Hybrid ternary co-intercalation in the interlayer of a vanadium oxide cathode enables high-capacity and stable zinc ion batteries

Abstract

Aqueous rechargeable zinc ion batteries (ARZIBs) are highly suitable for grid-scale energy storage because of their high safety, low cost, and environmental friendliness. However, developing high-capacity and stable cathode materials for their wide applications is still a significant challenge. Herein, Na_x(NH₄)_2−xV₁₀O₂₅·8H₂O (NNVO), a novel hybrid ternary co-intercalation vanadium oxide cathode, has been prepared by a facile sequential hydrothermal method.
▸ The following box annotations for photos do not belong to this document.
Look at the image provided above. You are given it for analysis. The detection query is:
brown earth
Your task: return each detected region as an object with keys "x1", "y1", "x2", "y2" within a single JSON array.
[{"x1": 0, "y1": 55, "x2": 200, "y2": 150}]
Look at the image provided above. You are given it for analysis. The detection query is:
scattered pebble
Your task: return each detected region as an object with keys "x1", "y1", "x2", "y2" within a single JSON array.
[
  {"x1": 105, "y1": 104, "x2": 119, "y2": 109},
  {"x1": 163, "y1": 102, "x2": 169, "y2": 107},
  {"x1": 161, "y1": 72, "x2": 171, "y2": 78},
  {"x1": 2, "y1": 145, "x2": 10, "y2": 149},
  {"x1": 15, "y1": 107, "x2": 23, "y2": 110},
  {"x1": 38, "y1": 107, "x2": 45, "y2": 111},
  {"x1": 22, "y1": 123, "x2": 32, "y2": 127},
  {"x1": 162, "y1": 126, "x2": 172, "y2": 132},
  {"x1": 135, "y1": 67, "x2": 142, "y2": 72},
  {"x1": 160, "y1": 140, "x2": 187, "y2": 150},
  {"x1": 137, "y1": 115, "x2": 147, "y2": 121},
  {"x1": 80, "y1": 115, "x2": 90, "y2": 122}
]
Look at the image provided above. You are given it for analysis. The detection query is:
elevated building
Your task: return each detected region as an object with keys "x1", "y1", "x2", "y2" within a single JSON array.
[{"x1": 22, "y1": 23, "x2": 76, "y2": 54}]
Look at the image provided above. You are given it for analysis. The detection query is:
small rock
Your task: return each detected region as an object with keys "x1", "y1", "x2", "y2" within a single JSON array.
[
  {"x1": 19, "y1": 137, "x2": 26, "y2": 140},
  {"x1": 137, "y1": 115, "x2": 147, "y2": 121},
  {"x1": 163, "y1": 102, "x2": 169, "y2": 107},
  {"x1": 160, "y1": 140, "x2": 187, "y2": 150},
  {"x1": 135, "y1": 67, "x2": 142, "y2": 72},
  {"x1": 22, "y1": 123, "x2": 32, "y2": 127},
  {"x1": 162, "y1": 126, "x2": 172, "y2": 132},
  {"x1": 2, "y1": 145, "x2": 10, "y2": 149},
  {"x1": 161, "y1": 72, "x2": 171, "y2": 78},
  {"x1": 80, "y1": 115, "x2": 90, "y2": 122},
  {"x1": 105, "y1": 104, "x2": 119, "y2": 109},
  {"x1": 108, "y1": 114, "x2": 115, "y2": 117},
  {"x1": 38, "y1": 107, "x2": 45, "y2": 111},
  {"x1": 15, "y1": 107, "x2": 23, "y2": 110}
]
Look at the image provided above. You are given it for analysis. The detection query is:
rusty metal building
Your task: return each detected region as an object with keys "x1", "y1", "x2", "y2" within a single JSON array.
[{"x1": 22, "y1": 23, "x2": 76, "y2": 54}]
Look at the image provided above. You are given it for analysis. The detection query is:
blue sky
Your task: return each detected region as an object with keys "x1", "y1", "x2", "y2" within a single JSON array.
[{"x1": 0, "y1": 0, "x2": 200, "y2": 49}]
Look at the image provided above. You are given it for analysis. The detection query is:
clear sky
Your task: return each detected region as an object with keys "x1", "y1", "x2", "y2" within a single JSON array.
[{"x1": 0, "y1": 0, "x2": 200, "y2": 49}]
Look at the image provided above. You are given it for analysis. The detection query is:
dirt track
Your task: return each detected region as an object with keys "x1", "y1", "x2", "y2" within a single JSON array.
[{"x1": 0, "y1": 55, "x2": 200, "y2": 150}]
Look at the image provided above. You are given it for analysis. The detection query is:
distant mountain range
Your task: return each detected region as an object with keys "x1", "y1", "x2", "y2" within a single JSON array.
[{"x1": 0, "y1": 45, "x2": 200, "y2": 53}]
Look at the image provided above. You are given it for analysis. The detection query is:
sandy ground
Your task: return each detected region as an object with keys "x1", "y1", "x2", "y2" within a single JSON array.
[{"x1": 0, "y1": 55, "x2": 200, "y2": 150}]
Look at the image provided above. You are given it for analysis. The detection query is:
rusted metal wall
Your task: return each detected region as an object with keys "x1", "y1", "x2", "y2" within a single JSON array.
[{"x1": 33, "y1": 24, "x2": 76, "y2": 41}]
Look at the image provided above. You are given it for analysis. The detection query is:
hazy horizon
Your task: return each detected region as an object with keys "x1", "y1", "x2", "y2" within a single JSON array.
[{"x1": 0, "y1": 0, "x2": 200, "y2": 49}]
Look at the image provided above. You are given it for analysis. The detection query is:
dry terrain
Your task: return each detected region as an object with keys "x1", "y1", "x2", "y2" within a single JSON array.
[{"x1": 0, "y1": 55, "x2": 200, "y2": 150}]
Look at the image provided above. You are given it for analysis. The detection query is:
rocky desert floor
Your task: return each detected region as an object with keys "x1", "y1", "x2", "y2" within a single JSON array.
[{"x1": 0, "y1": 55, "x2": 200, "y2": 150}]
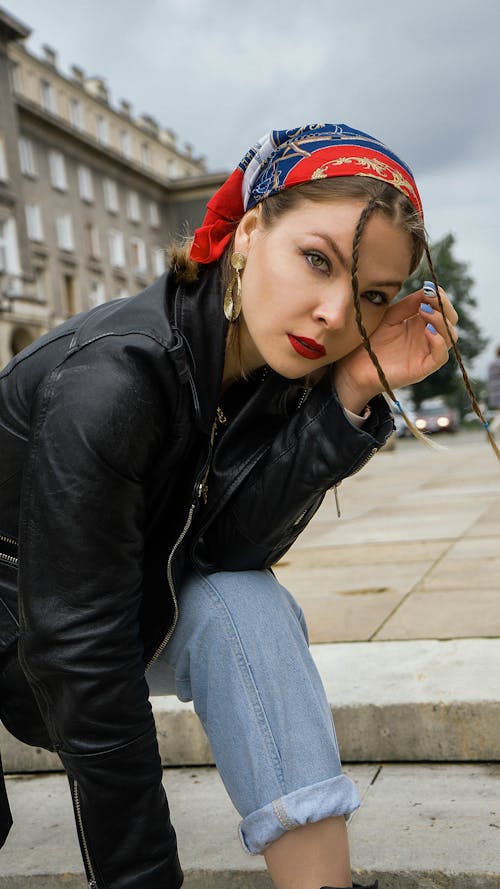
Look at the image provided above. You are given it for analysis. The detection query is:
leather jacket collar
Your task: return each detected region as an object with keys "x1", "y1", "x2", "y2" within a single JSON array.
[{"x1": 171, "y1": 264, "x2": 228, "y2": 433}]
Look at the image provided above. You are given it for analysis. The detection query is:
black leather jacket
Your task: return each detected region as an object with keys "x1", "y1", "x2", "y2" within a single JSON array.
[{"x1": 0, "y1": 267, "x2": 392, "y2": 889}]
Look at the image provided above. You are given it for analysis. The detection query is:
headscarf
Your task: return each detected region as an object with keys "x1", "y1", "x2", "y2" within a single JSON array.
[{"x1": 189, "y1": 123, "x2": 423, "y2": 263}]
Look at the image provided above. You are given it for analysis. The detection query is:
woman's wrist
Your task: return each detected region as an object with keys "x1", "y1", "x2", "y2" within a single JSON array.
[{"x1": 332, "y1": 367, "x2": 381, "y2": 416}]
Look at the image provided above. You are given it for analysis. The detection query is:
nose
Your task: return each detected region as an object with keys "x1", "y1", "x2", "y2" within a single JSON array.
[{"x1": 312, "y1": 282, "x2": 355, "y2": 330}]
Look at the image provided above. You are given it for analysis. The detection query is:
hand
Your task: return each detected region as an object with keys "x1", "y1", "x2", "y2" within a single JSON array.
[{"x1": 333, "y1": 288, "x2": 458, "y2": 413}]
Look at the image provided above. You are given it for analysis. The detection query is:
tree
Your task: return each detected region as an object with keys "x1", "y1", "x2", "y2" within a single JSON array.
[{"x1": 401, "y1": 234, "x2": 488, "y2": 413}]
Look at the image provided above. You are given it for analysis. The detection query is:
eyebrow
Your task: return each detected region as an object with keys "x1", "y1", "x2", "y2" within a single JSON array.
[
  {"x1": 311, "y1": 232, "x2": 403, "y2": 292},
  {"x1": 311, "y1": 232, "x2": 351, "y2": 272}
]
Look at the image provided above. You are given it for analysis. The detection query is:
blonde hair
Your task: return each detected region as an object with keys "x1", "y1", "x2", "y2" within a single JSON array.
[{"x1": 170, "y1": 176, "x2": 500, "y2": 460}]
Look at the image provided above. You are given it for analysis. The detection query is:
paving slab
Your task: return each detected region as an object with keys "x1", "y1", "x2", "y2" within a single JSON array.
[
  {"x1": 0, "y1": 765, "x2": 500, "y2": 889},
  {"x1": 417, "y1": 556, "x2": 500, "y2": 588},
  {"x1": 275, "y1": 536, "x2": 452, "y2": 569},
  {"x1": 373, "y1": 586, "x2": 500, "y2": 640},
  {"x1": 0, "y1": 640, "x2": 500, "y2": 772}
]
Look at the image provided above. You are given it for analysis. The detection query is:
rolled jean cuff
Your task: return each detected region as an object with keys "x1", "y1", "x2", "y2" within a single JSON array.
[{"x1": 239, "y1": 775, "x2": 361, "y2": 855}]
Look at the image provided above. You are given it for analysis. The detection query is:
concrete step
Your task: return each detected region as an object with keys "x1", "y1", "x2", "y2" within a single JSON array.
[
  {"x1": 0, "y1": 763, "x2": 500, "y2": 889},
  {"x1": 0, "y1": 639, "x2": 500, "y2": 772}
]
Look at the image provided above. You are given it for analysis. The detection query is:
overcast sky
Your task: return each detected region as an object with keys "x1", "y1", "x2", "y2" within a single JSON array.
[{"x1": 8, "y1": 0, "x2": 500, "y2": 373}]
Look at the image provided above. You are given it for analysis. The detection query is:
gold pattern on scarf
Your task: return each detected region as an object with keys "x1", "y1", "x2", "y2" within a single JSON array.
[{"x1": 311, "y1": 156, "x2": 420, "y2": 204}]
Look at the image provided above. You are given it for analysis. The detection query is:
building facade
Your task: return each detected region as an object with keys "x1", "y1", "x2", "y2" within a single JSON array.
[{"x1": 0, "y1": 8, "x2": 225, "y2": 367}]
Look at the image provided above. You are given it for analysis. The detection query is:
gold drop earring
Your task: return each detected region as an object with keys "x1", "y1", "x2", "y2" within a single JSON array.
[{"x1": 224, "y1": 253, "x2": 247, "y2": 323}]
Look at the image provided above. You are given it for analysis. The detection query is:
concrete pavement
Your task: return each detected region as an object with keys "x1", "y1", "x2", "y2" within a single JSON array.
[
  {"x1": 0, "y1": 432, "x2": 500, "y2": 889},
  {"x1": 276, "y1": 432, "x2": 500, "y2": 642}
]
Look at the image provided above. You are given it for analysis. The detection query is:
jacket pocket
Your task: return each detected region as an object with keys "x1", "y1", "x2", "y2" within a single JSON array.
[{"x1": 0, "y1": 548, "x2": 19, "y2": 658}]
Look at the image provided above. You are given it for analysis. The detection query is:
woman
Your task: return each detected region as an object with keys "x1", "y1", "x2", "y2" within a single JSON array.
[{"x1": 0, "y1": 124, "x2": 457, "y2": 889}]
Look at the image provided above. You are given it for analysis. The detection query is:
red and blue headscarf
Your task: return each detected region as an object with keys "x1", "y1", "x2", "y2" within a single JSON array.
[{"x1": 190, "y1": 123, "x2": 423, "y2": 263}]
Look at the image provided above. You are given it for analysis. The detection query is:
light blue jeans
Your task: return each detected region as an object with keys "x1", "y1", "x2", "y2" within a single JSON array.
[{"x1": 147, "y1": 571, "x2": 359, "y2": 854}]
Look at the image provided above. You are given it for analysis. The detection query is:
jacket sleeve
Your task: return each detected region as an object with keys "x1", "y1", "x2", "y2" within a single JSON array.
[
  {"x1": 19, "y1": 346, "x2": 185, "y2": 889},
  {"x1": 194, "y1": 376, "x2": 394, "y2": 571}
]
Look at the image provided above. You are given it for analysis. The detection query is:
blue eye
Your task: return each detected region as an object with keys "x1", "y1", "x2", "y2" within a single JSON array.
[
  {"x1": 362, "y1": 290, "x2": 389, "y2": 306},
  {"x1": 304, "y1": 250, "x2": 330, "y2": 272}
]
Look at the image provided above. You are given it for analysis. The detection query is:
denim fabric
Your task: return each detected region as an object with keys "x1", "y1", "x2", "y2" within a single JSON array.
[{"x1": 148, "y1": 571, "x2": 359, "y2": 854}]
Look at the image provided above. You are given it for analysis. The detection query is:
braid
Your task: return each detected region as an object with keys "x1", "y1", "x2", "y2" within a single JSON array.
[
  {"x1": 351, "y1": 197, "x2": 428, "y2": 450},
  {"x1": 424, "y1": 241, "x2": 500, "y2": 460},
  {"x1": 351, "y1": 198, "x2": 397, "y2": 401}
]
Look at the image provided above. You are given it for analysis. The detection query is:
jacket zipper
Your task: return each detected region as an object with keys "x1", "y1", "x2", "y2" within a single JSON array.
[
  {"x1": 73, "y1": 781, "x2": 98, "y2": 889},
  {"x1": 0, "y1": 534, "x2": 19, "y2": 567},
  {"x1": 146, "y1": 408, "x2": 221, "y2": 670}
]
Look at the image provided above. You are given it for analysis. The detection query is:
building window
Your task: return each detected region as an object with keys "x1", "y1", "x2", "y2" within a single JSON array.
[
  {"x1": 130, "y1": 238, "x2": 148, "y2": 274},
  {"x1": 78, "y1": 166, "x2": 94, "y2": 204},
  {"x1": 0, "y1": 135, "x2": 9, "y2": 182},
  {"x1": 49, "y1": 151, "x2": 68, "y2": 191},
  {"x1": 109, "y1": 229, "x2": 125, "y2": 269},
  {"x1": 102, "y1": 179, "x2": 119, "y2": 213},
  {"x1": 167, "y1": 157, "x2": 179, "y2": 179},
  {"x1": 89, "y1": 279, "x2": 106, "y2": 306},
  {"x1": 0, "y1": 216, "x2": 22, "y2": 280},
  {"x1": 85, "y1": 222, "x2": 102, "y2": 259},
  {"x1": 96, "y1": 114, "x2": 109, "y2": 145},
  {"x1": 19, "y1": 136, "x2": 36, "y2": 176},
  {"x1": 25, "y1": 204, "x2": 43, "y2": 241},
  {"x1": 148, "y1": 201, "x2": 160, "y2": 228},
  {"x1": 9, "y1": 62, "x2": 23, "y2": 93},
  {"x1": 40, "y1": 80, "x2": 56, "y2": 114},
  {"x1": 127, "y1": 191, "x2": 141, "y2": 222},
  {"x1": 63, "y1": 275, "x2": 77, "y2": 315},
  {"x1": 120, "y1": 130, "x2": 132, "y2": 158},
  {"x1": 69, "y1": 99, "x2": 83, "y2": 130},
  {"x1": 35, "y1": 269, "x2": 47, "y2": 303},
  {"x1": 151, "y1": 247, "x2": 165, "y2": 277},
  {"x1": 56, "y1": 213, "x2": 75, "y2": 250}
]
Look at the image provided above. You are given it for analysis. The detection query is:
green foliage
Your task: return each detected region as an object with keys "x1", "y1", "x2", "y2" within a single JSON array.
[{"x1": 401, "y1": 234, "x2": 488, "y2": 413}]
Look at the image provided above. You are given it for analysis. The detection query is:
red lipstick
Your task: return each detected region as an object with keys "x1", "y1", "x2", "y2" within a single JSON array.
[{"x1": 287, "y1": 333, "x2": 326, "y2": 361}]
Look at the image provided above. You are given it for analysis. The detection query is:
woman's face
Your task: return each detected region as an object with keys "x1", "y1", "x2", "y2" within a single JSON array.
[{"x1": 234, "y1": 199, "x2": 411, "y2": 379}]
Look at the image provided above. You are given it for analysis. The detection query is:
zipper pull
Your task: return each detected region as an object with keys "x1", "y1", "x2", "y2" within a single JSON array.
[{"x1": 333, "y1": 482, "x2": 342, "y2": 519}]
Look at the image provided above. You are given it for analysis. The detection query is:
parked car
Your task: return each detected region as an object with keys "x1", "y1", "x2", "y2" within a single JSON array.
[{"x1": 413, "y1": 401, "x2": 459, "y2": 432}]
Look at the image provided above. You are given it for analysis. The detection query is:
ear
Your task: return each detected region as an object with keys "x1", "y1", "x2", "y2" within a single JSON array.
[{"x1": 234, "y1": 204, "x2": 261, "y2": 256}]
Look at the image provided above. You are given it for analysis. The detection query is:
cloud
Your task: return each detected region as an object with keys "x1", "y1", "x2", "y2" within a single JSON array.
[{"x1": 12, "y1": 0, "x2": 500, "y2": 372}]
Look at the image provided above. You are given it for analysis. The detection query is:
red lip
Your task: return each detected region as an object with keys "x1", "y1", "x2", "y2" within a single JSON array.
[{"x1": 287, "y1": 333, "x2": 326, "y2": 361}]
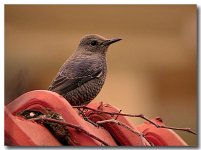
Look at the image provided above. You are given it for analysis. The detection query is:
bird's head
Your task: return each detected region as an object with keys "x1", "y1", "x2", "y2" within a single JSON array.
[{"x1": 78, "y1": 34, "x2": 121, "y2": 54}]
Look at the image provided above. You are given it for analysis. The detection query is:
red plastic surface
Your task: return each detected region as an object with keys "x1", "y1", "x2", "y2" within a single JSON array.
[{"x1": 5, "y1": 90, "x2": 187, "y2": 146}]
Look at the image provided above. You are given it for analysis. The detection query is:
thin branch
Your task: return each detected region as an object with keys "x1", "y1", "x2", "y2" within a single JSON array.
[
  {"x1": 73, "y1": 106, "x2": 197, "y2": 135},
  {"x1": 96, "y1": 119, "x2": 145, "y2": 145},
  {"x1": 28, "y1": 115, "x2": 109, "y2": 146}
]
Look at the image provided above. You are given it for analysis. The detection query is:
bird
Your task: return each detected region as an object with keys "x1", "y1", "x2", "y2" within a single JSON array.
[{"x1": 48, "y1": 34, "x2": 122, "y2": 106}]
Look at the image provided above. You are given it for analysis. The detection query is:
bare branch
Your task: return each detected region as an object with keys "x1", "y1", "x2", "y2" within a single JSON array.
[{"x1": 73, "y1": 106, "x2": 197, "y2": 135}]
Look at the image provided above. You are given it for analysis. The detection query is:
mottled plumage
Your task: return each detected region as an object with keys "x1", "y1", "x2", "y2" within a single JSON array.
[{"x1": 48, "y1": 35, "x2": 121, "y2": 106}]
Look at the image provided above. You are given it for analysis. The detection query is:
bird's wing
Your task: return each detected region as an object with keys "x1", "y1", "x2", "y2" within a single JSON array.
[{"x1": 48, "y1": 60, "x2": 103, "y2": 93}]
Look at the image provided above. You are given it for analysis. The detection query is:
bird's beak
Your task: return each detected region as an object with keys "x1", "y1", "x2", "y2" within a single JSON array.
[{"x1": 103, "y1": 38, "x2": 122, "y2": 45}]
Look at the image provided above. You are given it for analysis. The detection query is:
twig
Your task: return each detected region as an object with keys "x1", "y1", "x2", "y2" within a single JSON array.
[
  {"x1": 28, "y1": 115, "x2": 109, "y2": 146},
  {"x1": 73, "y1": 106, "x2": 197, "y2": 135},
  {"x1": 96, "y1": 119, "x2": 145, "y2": 145}
]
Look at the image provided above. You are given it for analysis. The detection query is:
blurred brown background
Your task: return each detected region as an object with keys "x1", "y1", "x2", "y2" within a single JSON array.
[{"x1": 5, "y1": 5, "x2": 198, "y2": 146}]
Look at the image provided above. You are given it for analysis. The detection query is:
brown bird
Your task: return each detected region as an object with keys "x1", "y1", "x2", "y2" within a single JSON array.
[{"x1": 48, "y1": 34, "x2": 121, "y2": 106}]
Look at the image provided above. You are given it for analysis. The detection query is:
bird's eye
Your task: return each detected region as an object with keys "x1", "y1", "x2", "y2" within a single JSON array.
[{"x1": 90, "y1": 40, "x2": 98, "y2": 46}]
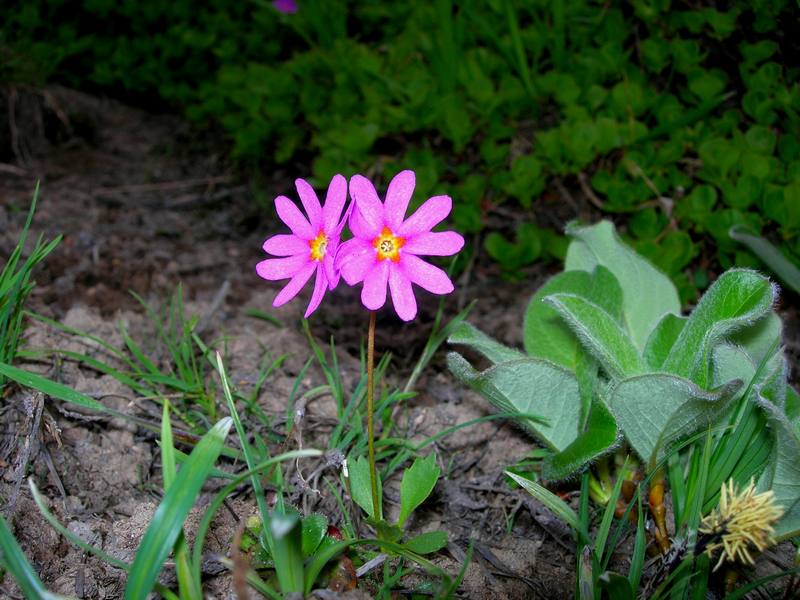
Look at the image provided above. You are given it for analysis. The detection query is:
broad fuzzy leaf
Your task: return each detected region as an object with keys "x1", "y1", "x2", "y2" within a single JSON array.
[
  {"x1": 564, "y1": 221, "x2": 681, "y2": 351},
  {"x1": 544, "y1": 294, "x2": 644, "y2": 379},
  {"x1": 397, "y1": 454, "x2": 441, "y2": 527},
  {"x1": 403, "y1": 531, "x2": 447, "y2": 554},
  {"x1": 447, "y1": 322, "x2": 525, "y2": 364},
  {"x1": 757, "y1": 395, "x2": 800, "y2": 540},
  {"x1": 542, "y1": 400, "x2": 619, "y2": 481},
  {"x1": 664, "y1": 269, "x2": 777, "y2": 388},
  {"x1": 447, "y1": 352, "x2": 581, "y2": 451},
  {"x1": 347, "y1": 456, "x2": 383, "y2": 520},
  {"x1": 523, "y1": 266, "x2": 622, "y2": 372},
  {"x1": 608, "y1": 373, "x2": 742, "y2": 468},
  {"x1": 643, "y1": 314, "x2": 688, "y2": 371}
]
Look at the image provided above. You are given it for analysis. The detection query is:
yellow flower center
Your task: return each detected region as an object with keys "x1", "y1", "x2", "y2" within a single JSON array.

The interlayer space of NNVO can be expanded by H₂O, NH₄⁺, and Na⁺ embedding, promoting a collaborative increase in Zn²⁺ storage active sites, lattice structure stability, and Zn²⁺ migration ability. Hence, NNVO displays a near-theoretical capacity of 481.2 mA h g⁻¹ at 0.1 A g⁻¹ and it can still be maintained at about 50% (239.5 mA h g⁻¹) when the current density is increased by 50 times. Meanwhile, NNVO displays a meagre attenuation rate of 0.02% per cycle during 500 cycles at 0.2 A g⁻¹, indicating high low-current cycle stability. Meanwhile, the assembled pouch battery exhibits a long cycle life of 2000 times and excellent capacity retention of 95% at 2.0 A g⁻¹, displaying valuable practical potential. This work highlights a promising NNVO cathode for high-capacity and highly stable ARZIBs, and provides a serviceable co-intercalation strategy and method to improve capacity and stability for interlayer-adjustable cathode materials.